Addressing a rally in northeastern Gumushane province ahead of the April 16 referendum on constitutional reforms, Yildirim said: "Recently, there has been no sign of democracy in Europe."

In his criticism of the Netherlands for blocking meetings of Turkish ministers with their expat community, he said: "Where is democracy, where is human rights?"

On March 11, Foreign Minister Mevlut Cavusoglu and Family Minister Fatma Betul Sayan Kaya were banned from holding rallies or meeting expat Turks in the Dutch city of Rotterdam.

Later, when Turkish citizens in Rotterdam peacefully protested, they were met by police using batons, dogs and water cannons in what some analysts described as a disproportionate use of force.

Yildirim pointed out that the same European countries did not react harshly with Egypt’s ruler Abdel-Fattah al-Sisi after the Egyptian army ousted Mohamed Morsi, the Arab country’s first freely-elected president, in a 2013 coup.
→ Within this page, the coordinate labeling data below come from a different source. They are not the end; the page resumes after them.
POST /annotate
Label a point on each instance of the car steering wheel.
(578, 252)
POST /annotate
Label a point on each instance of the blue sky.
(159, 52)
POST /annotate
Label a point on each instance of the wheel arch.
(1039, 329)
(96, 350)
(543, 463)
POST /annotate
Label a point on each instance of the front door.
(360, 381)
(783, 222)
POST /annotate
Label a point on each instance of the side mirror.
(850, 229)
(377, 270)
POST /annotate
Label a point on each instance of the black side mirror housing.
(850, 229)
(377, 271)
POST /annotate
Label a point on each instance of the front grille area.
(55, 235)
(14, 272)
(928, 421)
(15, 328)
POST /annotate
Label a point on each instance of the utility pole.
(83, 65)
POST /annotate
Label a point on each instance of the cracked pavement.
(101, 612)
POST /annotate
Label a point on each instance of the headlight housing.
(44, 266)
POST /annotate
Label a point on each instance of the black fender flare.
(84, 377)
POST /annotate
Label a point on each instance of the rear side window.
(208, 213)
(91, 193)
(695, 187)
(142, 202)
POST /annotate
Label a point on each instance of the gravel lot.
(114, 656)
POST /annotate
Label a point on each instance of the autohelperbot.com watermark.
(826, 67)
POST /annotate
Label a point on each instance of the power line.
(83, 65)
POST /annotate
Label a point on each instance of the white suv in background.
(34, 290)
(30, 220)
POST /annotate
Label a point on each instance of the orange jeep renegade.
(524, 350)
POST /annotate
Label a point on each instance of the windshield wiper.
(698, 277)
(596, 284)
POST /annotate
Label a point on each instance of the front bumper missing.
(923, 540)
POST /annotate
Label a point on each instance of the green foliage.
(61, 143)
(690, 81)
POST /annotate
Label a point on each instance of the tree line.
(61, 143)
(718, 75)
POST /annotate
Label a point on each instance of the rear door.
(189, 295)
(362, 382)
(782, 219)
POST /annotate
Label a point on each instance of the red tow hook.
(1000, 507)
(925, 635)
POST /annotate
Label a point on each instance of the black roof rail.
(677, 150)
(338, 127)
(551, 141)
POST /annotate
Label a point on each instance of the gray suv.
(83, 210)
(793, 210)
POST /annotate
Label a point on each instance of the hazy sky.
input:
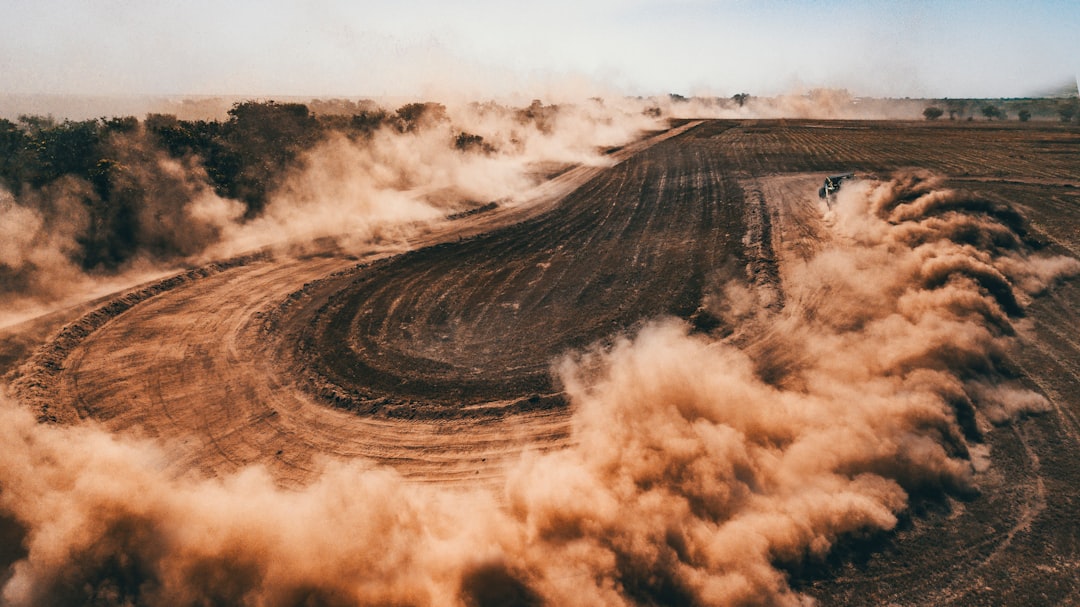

"Europe also closed its eyes and forgot about human rights when a massacre, a genocide was carried out in Bosnia," he said, referring to the war crimes from 1995 when more than 8,000 Bosnian Muslim men and boys were killed.

About current anti-immigration policies of Europe, he said: "They are kicking Syrian refugees out, keeping them away from their own countries and are building walls.”